Kitty Miv, Editor
13 April, 2022
Having looked last week at various recent VAT developments, this week we will be focusing on anti-avoidance initiatives, starting - unsurprisingly - with the OECD, which is seeking public comments on its Two-Pillar Solution to Address the Tax Challenges Arising from the Digitalization of the Economy.
The newly announced consultation aims to gather views (by April 20) on the Draft Model Rules for Domestic Legislation on Scope under Amount A of Pillar One.
The purpose of the scope rules is to determine whether a Group will be in scope of Amount A. The rules are designed to ensure Amount A only applies to large and highly profitable Groups. The OECD explained that they have been drafted to apply "in a quantitative manner, such that they are readily administrable and provide certainty as to whether a taxpayer is within scope."
Then later in the week, on a more domestic note, the UK tax agency, HM Revenue and Customs used new legal powers to name tax avoidance schemes and their promoters for the first time.
HMRC warned that taxpayers involved in equity participation schemes offered by two newly named providers should withdraw immediately to avoid building up a large tax bill.
Mary Aiston, HMRC's Director of Counter Avoidance, explained that: "These schemes are cynically marketed as clever ways to pay less tax. The truth is they rarely work in the way the promoters claim and it's the users that end up with big tax bills."
Both schemes involve individuals agreeing an employment contract and working as a contractor. The schemes pay contractors the National Minimum Wage with the remainder of their wage paid through a loan to try to avoid National Insurance and income tax.
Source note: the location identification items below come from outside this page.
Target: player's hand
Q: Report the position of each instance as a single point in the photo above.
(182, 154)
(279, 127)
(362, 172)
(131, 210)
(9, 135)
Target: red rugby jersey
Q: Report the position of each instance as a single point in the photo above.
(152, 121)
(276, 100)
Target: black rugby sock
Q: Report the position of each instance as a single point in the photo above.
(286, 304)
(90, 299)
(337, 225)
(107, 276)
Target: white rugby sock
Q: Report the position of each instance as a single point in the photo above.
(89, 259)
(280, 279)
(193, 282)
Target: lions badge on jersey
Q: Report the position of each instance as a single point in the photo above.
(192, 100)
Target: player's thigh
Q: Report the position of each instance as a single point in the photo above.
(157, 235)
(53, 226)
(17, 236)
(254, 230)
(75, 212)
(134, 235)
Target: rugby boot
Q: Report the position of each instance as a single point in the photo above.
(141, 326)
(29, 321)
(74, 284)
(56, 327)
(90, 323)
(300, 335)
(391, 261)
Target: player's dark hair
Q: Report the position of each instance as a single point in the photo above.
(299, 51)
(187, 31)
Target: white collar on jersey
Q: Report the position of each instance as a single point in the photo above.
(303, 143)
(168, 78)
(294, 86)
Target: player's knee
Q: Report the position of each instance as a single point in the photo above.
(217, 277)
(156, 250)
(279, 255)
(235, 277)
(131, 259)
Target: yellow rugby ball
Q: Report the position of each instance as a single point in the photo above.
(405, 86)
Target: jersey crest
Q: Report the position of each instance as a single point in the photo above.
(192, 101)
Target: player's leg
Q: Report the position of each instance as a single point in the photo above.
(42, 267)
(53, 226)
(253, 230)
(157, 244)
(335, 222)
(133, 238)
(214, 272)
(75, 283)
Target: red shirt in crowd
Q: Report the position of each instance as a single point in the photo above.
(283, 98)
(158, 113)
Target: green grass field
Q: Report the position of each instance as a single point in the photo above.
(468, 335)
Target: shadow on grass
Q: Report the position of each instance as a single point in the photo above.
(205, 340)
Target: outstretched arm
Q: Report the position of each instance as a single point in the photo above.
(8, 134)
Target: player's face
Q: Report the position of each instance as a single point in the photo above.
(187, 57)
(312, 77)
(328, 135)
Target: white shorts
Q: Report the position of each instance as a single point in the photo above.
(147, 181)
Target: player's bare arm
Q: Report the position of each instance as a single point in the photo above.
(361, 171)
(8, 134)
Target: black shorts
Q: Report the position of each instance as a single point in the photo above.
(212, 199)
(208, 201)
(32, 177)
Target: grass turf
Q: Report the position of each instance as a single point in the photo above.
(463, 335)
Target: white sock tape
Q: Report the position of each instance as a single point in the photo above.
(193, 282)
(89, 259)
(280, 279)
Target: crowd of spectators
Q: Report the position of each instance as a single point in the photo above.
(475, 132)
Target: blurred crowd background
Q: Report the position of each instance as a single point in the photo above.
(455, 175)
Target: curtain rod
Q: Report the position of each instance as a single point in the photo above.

HMRC said, by releasing the details of these schemes, the agency is seeking to let taxpayers know as early as possible so they can steer clear of them or exit them. HMRC intends to regularly update the list by publishing the details of other tax avoidance schemes and their promoters.
While back on the international anti-avoidance front, the Government of Jersey has set out its plans with regard to the OECD's broader initiative.
On April 12, the Jersey Government published a policy paper that outlined proposed changes to ensure that Jersey remains an internationally competitive and attractive place to do business. The paper, "OECD Pillars 1 & 2 - Tax Policy Reflections", sets out the Government of Jersey's current policy thinking on the recommendations made by the OECD.
According to the Jersey Government, the changes are unlikely to affect many companies located in the island. It noted, "the introduction of the two pillar initiative applies to organizations that meet revenue thresholds of EUR20bn for Pillar One, or more than EUR750m for Pillar Two. Companies outside of these categories will remain under the existing corporate income tax regime."
The paper suggested that, "when it comes to implementing the GloBE [ Global Anti-Base Erosion Model Rules] rules, the best choice for Jersey may be to implement GloBE with a 15 percent domestic minimum tax for companies that are part of in-scope GloBE groups." It says "This is likely to offer the greatest certainty and simplicity to business."
It went on to reveal that "if Jersey decides to implement GloBE, that implementation is not likely to take place before 1 January 2024," and confirms "Jersey's domestic corporate tax regime would remain unchanged for those companies outside the scope of GloBE."